Always a differentiable path through a convergent sequence of points in $\mathbb{R}^n$? I've come up with this question in trying to solve a vaguely related exercise:
If $x_n$ is any sequence of points in $\mathbb{R}^n$ with $x_n \longrightarrow 0$, is there a path $\gamma(t)$, $\gamma(0)=0$ that goes through all $x_n$ and which is differentiable at $t=0$ ?
Thank you.
 A: As worded, the answer is yes: take a space-filling path and attach a differentiable piece to it. But this is not what you meant to ask. The question could have been this: Is there a path $\gamma\colon (-1,1)\to\mathbb R^n$ such that (a) $v=\gamma'(0)$ exists and is nonzero; (b) $\gamma(t_n)=x_n$ where $t_n$ is a sequence that decreases to $0$? 
Then the answer is no. Here is an example in two dimensions, with basis vectors $e_1,e_2$: $x_n=\frac{1}{n}e_1$ if $n$ is odd and $x_n=\frac{1}{n}e_2$ if $n$ is even. If $\gamma(t)/t\to v$ as $t\to 0$, then $\frac{\gamma(t)}{|\gamma(t)|}\to \frac{v}{|v|}$. However, $\frac{\gamma(t_n)}{|\gamma(t_n)|}$ alternates between $e_1$ and $e_2$, a contradiction.
A: It's actually quite easy. All we need is a smooth function $\sigma : [0,1] \rightarrow [0,1]$ such that $\sigma|_{[0,1/3]} \equiv 0$ and $\sigma|_{[2/3,1]} \equiv 1$. There are numerous ways to construct this, by integrating and scaling a bump function for example.
Now that we have that, let $\gamma_n : [0,1] \rightarrow \mathbb{R}^n$ be a path that goes in a straight line from $x_n$ to $x_{n+1}$. Then the path defined by $\gamma(t) = \gamma_n(\sigma(2^{n+1} (t - (1 - 2^{-n})))$ for $t \in [1-2^{-n}, 1-2^{-n-1}]$ (assuming the first point is $x_0$) is smooth and does the trick. I don't even think you need the sequence to be convergent.
A: As written, this answer is a sort of intuitive yes. In fact, let's make the path almost everywhere smooth. All the necessary intuition is to believe that if we have three points with prescribed tangent vectors at each, then there is a smooth path between them (sort of - I suppose there's a bit more).

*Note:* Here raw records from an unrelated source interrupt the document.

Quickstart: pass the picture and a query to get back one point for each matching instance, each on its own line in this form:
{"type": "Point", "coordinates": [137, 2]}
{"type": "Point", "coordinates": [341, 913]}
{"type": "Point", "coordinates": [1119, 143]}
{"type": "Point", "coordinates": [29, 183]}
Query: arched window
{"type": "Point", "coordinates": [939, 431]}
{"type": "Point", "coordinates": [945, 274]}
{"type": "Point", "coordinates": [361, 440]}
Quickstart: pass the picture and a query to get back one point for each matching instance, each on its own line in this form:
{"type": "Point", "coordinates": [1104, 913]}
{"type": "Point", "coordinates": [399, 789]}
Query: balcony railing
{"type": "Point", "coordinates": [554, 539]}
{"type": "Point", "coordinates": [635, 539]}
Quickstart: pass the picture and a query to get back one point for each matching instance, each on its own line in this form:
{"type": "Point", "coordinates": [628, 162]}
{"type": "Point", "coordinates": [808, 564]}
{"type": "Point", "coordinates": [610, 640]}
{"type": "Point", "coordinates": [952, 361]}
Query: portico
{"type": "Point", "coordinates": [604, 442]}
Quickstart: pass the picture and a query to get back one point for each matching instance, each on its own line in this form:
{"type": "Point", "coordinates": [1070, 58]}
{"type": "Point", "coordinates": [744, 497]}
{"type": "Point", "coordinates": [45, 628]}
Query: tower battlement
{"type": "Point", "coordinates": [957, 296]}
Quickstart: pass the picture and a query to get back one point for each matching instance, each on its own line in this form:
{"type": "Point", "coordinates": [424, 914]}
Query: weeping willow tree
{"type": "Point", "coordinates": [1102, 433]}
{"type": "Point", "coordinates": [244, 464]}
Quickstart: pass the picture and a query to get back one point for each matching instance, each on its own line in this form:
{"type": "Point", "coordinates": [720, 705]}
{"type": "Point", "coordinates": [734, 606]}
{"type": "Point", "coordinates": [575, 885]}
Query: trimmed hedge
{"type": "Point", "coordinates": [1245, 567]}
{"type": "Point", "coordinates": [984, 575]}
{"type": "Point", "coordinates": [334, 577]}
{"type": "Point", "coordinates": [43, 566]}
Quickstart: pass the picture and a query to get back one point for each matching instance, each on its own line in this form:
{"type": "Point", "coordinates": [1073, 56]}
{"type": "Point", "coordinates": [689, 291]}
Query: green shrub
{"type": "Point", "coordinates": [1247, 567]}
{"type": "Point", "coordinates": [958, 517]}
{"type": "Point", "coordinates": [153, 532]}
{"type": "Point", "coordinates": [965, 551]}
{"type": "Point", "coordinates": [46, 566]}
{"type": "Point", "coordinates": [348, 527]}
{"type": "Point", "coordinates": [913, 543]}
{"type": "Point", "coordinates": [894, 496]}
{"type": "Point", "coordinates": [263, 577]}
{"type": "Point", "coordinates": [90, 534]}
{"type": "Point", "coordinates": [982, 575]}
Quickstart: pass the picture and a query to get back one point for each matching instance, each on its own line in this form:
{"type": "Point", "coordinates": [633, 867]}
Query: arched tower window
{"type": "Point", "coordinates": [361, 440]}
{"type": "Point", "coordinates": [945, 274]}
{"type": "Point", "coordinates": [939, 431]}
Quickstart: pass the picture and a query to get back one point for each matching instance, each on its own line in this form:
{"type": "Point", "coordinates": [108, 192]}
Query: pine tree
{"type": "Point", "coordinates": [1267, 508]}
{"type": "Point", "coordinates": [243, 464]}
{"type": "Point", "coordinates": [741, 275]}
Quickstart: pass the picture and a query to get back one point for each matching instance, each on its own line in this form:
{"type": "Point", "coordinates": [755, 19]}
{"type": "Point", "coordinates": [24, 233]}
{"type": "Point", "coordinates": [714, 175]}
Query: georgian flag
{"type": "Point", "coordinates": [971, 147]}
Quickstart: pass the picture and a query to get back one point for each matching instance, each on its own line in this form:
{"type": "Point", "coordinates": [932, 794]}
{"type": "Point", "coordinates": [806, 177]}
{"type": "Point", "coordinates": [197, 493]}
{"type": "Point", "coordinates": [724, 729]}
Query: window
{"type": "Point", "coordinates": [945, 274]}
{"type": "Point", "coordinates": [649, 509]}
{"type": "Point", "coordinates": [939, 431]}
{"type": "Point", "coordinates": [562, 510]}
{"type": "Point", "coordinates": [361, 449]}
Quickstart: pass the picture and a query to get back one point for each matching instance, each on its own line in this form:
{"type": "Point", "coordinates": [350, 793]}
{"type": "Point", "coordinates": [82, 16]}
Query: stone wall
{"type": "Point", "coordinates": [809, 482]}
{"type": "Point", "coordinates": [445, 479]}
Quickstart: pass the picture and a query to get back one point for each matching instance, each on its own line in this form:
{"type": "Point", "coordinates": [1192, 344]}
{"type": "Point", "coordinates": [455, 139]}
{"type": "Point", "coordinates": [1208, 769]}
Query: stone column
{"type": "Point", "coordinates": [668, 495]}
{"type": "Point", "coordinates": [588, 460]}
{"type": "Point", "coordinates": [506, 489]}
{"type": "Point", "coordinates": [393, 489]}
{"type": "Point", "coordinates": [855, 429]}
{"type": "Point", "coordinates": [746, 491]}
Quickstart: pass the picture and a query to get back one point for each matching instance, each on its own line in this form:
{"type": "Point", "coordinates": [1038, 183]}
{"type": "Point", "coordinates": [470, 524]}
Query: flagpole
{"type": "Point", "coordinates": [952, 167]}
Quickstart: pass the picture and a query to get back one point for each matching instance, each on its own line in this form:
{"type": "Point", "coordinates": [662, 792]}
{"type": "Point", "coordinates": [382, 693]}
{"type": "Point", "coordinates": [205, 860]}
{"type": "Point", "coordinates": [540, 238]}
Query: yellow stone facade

There are a few ways to see this: you might restrict yourself to the plane containing those three points and perform a sort of quintic Hermite approximation (or closer, a  Bezier curve-like approximation). It might be a bit better if you actually straighten out the path in a small neighborhood around each of the points (small enough to not intersect the other neighborhoods), which you can justify with a bump function style argument. This isn't necessary, but perhaps makes it easier to visualize, as then the assertion is that you can 'smoothly twist' a line to go through any point? (I'm a bit uncertain of your familiarity with these things).
Then the idea would be to start with a straight line segment through the origin, which is clearly 'differentiable' at the origin. Then smoothly connect the line segment to $x_1$. And then to $x_2$. And so on. 
If you're a generalized path sympathizer, then you might let $\gamma$ traverse the path from $x_n$ to $x_{n+1}$ at time $t \in [n, n+1]$, with the idea that traversing paths back to back is still a path. Or perhaps you're a stickler, and then you'll have to do this in something like at time $t \in [1 - 2^{-n}, 1 - 2^{-(n+1)}]$, and traversing the $n$th path at $2^n$th rate (still a path, though). If in addition, we bound the $n$th path in some decreasing neighborhood of the origin (which should exist as $x_n \to 0$), I believe we should even be able to say that $\gamma(1) = 0$.
The idea here is that you can sort of piecemeal your way through so that the path is smooth on $t \in (0,1)$, with $\gamma (0) = 0$. And with this particular construction, $\lim_{t \to 0} \gamma'(t)$ is defined, and gives the direction of the original line segment. And the fact that $x_n \to 0$ should mean that our path should descend to $0$ as well, although there's not a chance in the world that it will be smooth at $t = 1$.
The resulting path will be a little bit wonky, perhaps, but this seems reasonable in principle.